Joseph is building a world in which the Egyptians are forced to act not
according to their desires. And then he continues taking an additional step to
which they did not even consent: “And he removed the population town by town,
from one end of Egypt’s border to the other” (Genesis 47:21). In the Septuagint
(ancient Greek translation of the Bible) and the Samaritan Torah the verse
reads “He enslaved them as slaves” (the Hebrew spelling of key words in the two
versions are very similar). Professor Yair Zakowitch in “And You Shall Tell Your Son...” The Concept of the Exodus in the Bible, that this latter
version is the original, and proposes that the scribes who codified the accepted
Masoretic text intentionally changed the verse in order to take the spotlight
off of Joseph’s enslavement of the Egyptians. Even if Zakovitch is correct, I’m
not sure that the scribes accomplished their goal. The enslavement of the
Egyptians is quite clear in the text as we have it, and population transfer is
a drastic step. It rips the social fabric to shreds and characterizes the
darkest of regimes, the Soviets in our day and Sennacherib king of Assyria in
the Bible, as Rashbam noted (12th century). Moreover, the Torah states explicitly that the arrangements Joseph
made on behalf of Pharaoh (noting that he did not take anything for himself)

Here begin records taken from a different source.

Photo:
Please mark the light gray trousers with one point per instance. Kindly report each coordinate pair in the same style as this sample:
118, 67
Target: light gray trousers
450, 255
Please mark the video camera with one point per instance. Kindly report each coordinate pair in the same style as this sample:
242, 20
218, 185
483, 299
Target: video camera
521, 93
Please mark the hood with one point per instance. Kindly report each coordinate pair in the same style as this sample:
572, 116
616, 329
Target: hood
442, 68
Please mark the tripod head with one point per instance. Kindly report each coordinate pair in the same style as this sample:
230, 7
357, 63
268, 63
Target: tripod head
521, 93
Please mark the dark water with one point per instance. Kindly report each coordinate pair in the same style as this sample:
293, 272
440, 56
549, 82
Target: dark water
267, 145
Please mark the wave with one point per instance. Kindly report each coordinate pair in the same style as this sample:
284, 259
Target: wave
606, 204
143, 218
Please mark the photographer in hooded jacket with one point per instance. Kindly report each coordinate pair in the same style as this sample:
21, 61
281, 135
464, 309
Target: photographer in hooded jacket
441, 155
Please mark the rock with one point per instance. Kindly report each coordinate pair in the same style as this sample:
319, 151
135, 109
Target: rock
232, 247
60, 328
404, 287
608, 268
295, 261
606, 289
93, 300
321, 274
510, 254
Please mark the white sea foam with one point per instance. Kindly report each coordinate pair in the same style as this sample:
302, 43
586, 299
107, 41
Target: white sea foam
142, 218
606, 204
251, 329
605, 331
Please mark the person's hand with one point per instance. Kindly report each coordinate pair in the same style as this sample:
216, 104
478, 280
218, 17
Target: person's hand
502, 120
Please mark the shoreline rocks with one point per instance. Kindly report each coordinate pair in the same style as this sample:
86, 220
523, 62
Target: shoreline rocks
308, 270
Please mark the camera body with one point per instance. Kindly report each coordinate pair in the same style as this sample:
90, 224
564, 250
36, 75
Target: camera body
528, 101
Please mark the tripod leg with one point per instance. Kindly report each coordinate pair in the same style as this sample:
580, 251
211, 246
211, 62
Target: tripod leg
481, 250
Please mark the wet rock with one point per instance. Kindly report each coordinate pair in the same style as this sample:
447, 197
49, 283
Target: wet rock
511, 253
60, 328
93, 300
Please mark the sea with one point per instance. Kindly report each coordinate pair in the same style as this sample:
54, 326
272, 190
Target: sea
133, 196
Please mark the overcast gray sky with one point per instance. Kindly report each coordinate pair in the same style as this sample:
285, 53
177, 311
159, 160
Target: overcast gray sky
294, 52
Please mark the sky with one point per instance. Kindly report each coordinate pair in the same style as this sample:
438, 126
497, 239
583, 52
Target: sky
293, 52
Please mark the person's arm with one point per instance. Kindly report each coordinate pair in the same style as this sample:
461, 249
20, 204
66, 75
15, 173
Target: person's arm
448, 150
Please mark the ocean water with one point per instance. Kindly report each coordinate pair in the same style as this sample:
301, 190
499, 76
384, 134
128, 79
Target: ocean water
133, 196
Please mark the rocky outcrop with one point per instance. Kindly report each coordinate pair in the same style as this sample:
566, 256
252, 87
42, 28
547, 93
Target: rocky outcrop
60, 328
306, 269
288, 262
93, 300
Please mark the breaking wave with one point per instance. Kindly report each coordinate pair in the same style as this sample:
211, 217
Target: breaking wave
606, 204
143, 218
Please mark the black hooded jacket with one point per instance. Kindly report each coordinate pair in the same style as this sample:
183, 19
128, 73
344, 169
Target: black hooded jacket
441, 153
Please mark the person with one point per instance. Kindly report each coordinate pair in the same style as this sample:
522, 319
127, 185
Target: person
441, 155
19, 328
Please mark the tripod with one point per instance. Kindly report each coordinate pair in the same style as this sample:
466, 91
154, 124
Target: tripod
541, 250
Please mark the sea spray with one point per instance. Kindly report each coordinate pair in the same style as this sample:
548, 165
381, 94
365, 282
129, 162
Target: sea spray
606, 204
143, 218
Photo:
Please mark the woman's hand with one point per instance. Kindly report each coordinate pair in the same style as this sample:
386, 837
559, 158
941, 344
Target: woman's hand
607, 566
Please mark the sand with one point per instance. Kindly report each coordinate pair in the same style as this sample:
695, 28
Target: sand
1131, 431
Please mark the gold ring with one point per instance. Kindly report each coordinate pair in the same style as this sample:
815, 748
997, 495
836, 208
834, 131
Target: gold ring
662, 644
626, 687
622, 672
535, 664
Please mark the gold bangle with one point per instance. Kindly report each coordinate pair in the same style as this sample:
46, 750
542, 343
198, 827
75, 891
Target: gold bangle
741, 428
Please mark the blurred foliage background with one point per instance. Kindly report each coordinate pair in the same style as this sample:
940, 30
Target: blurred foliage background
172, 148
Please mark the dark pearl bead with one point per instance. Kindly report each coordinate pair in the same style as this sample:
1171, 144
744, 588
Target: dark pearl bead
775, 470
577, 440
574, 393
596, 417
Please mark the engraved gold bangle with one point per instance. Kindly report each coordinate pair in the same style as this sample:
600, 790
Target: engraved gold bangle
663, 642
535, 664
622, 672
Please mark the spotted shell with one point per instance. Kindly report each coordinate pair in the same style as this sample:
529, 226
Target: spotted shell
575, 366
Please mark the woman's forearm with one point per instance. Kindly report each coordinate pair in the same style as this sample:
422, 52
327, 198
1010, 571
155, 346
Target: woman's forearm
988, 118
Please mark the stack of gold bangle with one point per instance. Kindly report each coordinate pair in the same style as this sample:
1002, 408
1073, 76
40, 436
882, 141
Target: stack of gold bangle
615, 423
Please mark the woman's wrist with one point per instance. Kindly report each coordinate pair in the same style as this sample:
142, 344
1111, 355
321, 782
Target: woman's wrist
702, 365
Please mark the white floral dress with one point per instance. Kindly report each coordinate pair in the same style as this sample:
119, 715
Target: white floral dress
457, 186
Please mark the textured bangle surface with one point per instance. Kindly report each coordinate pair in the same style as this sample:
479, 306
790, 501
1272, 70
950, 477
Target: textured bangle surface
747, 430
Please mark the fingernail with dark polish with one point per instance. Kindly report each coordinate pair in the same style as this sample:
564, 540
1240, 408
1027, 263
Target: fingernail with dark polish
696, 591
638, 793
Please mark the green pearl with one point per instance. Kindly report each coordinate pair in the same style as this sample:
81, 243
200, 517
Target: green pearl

remained valid long into the future “to this very day.”
From my perspective, this is the most serious point. In emergency
situations, severe measures can be necessary. Sometimes their detrimental
features are obvious only after the crisis is passed. Joseph did save the
Egyptians but he did not reassess the situation when the famine was over.
All political-economic-social arrangements are subject to change. We know
from archaeological findings that Egyptian kings did occasionally “declare liberty”
– release prisoners and return debt slaves to their ancestral land – when ascending
to the throne or in honor of other occasions (remember Pharaoh’s birthday in Parashat
Vayeshev?) But Pharaoh did not do this after the famine.
Unlike the prevailing system in the Ancient Near East, the Torah does not
leave socioeconomic corrections to the whims of rulers but rather limits
slavery in advance, and establishes a fixed cycle of sabbatical and Jubilee
years.
Our world is more similar to that of Joseph than we would like to think.
There is not only poverty; there is slavery (also known as “human trafficking”).
In Israel 2020, 64 laborers have been killed by faulty enforcement of safety
laws (this is fewer than last year, because of the closures). Many people are
forced to work in poor conditions to which they consent, but do not desire. Some
of them are our neighbors and, if we are honest, we ought to admit that their
suffering lowers our cost of living.
The biblical solutions are unsuitable for modern economy but they contain
important principle. We are obligated to make an effort not only to reduce
poverty and close gaps but also to strive for a system that makes it possible
to break the cycle of poverty. We must not ignore the suffering or delay hard
questions until a more “convenient” time.
The global coronavirus crisis has caused many economic and social problems, in addition to exposing others that were previously concealed. When it is over, will we have strength and dedication necessary for an appropriate reassessment of the situation and to repair the socioeconomic distortions that have become evident?
Bibliography
Held,
Shai, “Saving and Enslaving,” in The Heart of Torah, vol. 1 (Special thanks to Rav Shai for the
prompt to think about Joseph [and many other things] in a more nuanced,
complicated way.) Click here for an online version.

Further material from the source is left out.